In this case, effective surface anesthesia is particularly important for sober trachea intina under the guidance of a fiber-frame, and the patient's tongue is swollen, it is very difficult to carry out the surface anesthesia of the throat by spraying the drug;
there are reports that atomized inhalation agency drugs seem to solve this problem, can be considered for reference.
, however, the first: liquid bureau drug to vaporize into gaseous bureau drug needs high equipment conditions, our hospital does not yet have this condition, can not carry out this technology.
second, the report also said: the patient's absorption of atomized inhalation of the drug is not accurate enough to play a full anaesthetic throat effect.
at this time should also do a good job of intive failure remedy: ready to open the tracheoly at any time.
In short, a large proportion of patients with oral forehead surgery have difficult airways, such as: difficulty in open mouth, limited movement of the jaw joints, various causes of mouth and throat and respiratory malformations, throat tumor obstruction intestion path, post-surgery scar deformities, respiratory obstruction caused by forehead and facial infections, etc.

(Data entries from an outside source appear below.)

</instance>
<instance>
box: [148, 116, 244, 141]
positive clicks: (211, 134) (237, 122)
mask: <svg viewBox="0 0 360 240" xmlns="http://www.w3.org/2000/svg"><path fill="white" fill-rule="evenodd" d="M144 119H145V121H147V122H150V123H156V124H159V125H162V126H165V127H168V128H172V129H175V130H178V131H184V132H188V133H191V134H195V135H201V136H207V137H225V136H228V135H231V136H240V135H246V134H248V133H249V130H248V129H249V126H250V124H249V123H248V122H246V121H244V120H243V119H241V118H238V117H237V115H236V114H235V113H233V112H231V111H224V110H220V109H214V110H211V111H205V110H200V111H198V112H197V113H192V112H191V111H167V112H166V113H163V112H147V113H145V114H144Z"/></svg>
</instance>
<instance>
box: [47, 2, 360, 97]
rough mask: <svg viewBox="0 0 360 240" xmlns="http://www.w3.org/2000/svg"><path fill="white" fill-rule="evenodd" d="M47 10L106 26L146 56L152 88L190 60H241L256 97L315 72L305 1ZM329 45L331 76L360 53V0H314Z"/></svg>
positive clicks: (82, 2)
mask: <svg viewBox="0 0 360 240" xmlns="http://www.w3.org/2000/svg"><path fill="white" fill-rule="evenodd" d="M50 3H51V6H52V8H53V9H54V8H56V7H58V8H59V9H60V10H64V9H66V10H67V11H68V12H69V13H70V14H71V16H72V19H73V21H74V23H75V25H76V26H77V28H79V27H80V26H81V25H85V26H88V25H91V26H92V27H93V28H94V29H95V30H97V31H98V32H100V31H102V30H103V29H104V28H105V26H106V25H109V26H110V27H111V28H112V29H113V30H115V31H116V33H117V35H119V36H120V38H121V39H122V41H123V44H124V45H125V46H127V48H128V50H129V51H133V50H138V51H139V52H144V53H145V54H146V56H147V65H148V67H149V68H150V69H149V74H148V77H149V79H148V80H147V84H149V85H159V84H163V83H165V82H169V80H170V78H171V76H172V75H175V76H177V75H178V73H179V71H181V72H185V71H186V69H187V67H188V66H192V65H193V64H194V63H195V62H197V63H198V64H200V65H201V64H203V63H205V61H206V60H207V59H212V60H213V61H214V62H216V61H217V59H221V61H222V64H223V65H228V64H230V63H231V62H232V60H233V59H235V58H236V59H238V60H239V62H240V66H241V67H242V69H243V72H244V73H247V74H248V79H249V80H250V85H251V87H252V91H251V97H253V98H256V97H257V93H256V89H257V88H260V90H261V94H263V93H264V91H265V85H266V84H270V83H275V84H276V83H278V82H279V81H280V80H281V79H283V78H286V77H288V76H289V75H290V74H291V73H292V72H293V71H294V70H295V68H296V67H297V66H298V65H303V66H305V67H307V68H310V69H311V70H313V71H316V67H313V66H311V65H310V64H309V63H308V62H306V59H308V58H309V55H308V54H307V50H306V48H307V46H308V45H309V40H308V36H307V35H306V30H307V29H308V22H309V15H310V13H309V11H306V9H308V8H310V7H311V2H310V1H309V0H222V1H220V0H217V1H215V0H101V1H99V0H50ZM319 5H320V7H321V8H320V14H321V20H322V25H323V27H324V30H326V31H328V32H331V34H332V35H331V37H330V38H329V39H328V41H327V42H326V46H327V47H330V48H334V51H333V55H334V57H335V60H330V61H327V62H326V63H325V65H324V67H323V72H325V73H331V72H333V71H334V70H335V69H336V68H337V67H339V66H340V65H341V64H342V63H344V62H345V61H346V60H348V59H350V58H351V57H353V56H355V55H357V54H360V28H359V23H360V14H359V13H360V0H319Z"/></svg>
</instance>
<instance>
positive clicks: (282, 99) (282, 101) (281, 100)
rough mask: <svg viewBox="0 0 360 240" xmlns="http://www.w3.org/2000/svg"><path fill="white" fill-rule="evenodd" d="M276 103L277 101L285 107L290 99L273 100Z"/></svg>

For such patients, the use of fiber-frame-guided awake intination (preferably through the nasal trachea intestor) has great advantages and importance, it can easily solve the conventional laryngoscope encountered small open mouth, short jaw distance and other difficult gas channel problems, there are a large number of domestic applications of fiber-branch mirror successfully handle difficult gas channel reports.